I was after two-pound opaleye, which should be hanging out now that an influx cooler water has moved in. Last year on New Year’s Day, The Breakwall Angler crew caught over twenty opaleye apiece, with everyone involved keeping ten weighing between two-and-three-quarter and three-and-a-half pounds. Breakwall Darryl’s little brother Tim even caught one that was over four pounds.

From the staging rock I cast my enteromorpha set-up into the famous small rip current to the right. After a half hour with no hits, I started talking to my floater, saying things like, "Come on, come on, come on, go down you freakin’ bobber." A bit later, when it finally did submerge, the result was a nice two-pound opaleye being slid into the sack. Oh goodie, looks like they’re finally here.

If they were there, they weren’t making a big deal out of letting their presence be known. From seven until eight I caught only three others, all well below the two pound mark. After a while I wasn’t catching anything, not even having any bites. All in all the action was quite dead at Long Point. A contributing factor to this situation might have been the calmness of the water. Also, a big ugly sea lion came right up to the rock with his two girlfriends. He started barking at me as if he were really horny and needed his boudoir back. I don’t think the fish appreciated the trio’s presence, either.

A little after eight, I took a stroll back over the hump to try the Marineland ledge. The tide was out far enough so that I could walk to the tip and cast near the kelp strands in the green murky water. It wasn’t long before my bobber disappeared, but I could tell right away it was a little guy of just two tacos. I tossed him into a tide pool for safe keeping in case I had the opportunity to exchange it for some bigger ones later on.

I re-baited, then hopped back out to the end and tossed out. Immediately my bobber was pulled under by what was determined by the vigor of its fight to be a big one. Sure enough, a fat two-pounder was in the tide pool awaiting judgement hour. I wrapped another strand of bait onto the hook and again placed the bobber in the exact same spot. Two nibbles, then down it went with the swimming force of another two-pounder.

Since it appeared that I hit a hot spot, I retired the fifteen-pound outfit so I could splitshot a wad of enteromorpha with the ten-pound-test rod. This is finesse fishing at its finest. You tie the usual 1/0 hook to the end of the line and crimp a BB shot just above the knot. Then you cover the whole thing by wrapping a long strand of bait around it and cast it out to where you had all them bites with the bobber rig. With such a small amount of weight, the bait follows the currents, sinking ever so gradually. When you figure it’s almost at the bottom, you reel very slowly, feeling for nibbles as it comes in. That technique was working great. In the next hour I set the hook on seven more opaleye, topped by yet another two-pounder.

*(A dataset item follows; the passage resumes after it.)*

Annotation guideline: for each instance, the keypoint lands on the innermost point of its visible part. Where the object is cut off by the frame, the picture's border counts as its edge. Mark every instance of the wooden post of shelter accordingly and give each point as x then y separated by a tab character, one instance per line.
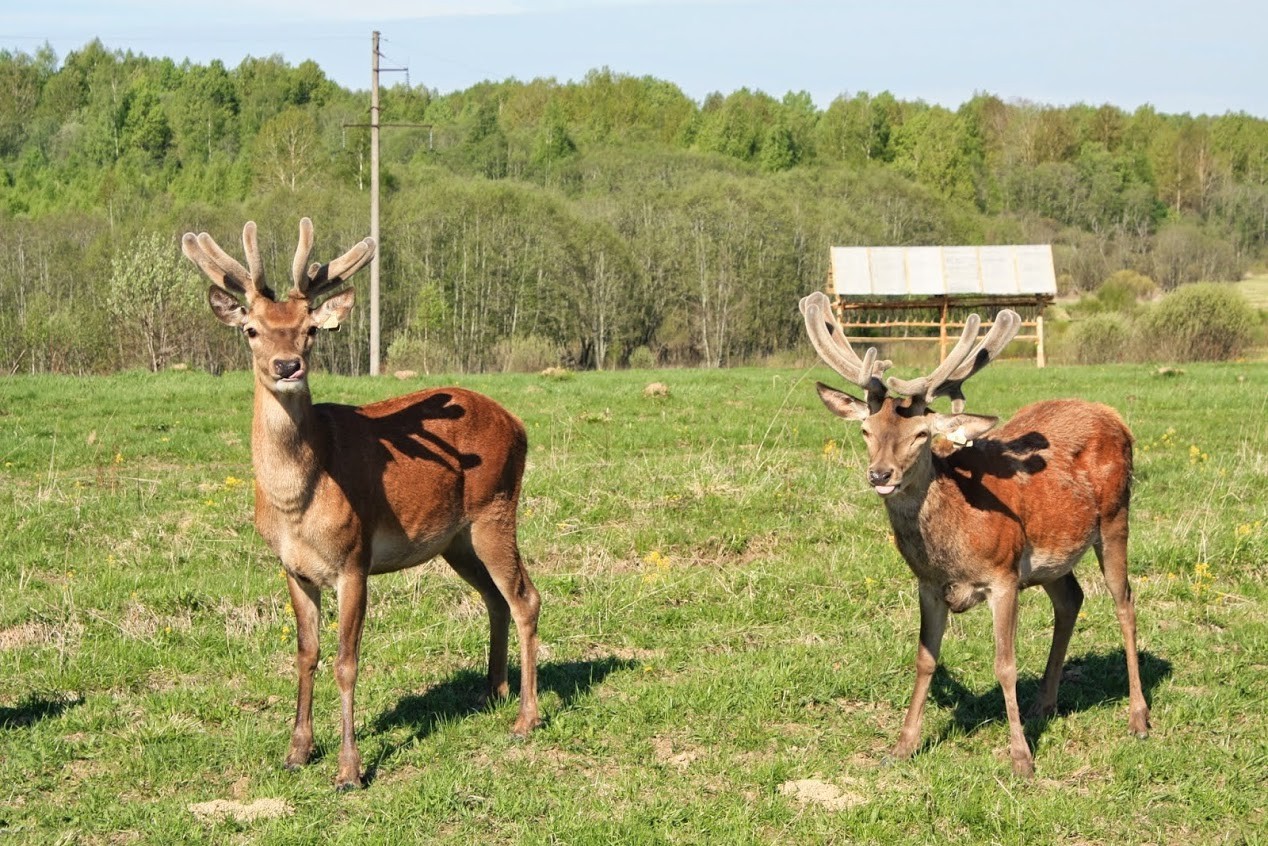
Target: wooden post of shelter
900	294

The only drawback to not using a bobber around all the rocks is losing hooks to the various underwater snags, especially with the light line. I lost three. Them darn Owner Flyliner hooks I was using cost about a buck apiece. I’ll have to keep a box of cheapie hooks handy for these occasions.

After nine-thirty, the bite went out with the tide. It was time to round up all the fish in the tide pool for the aforementioned judgement hour. I kept the four largest and returned the others back to the sea. I must not have seen a two-pounder in quite a while because the two largest out of the eight I kept only weighed in at 1-10, with one other tipping the scales at 1-8. The rest were just over one pound.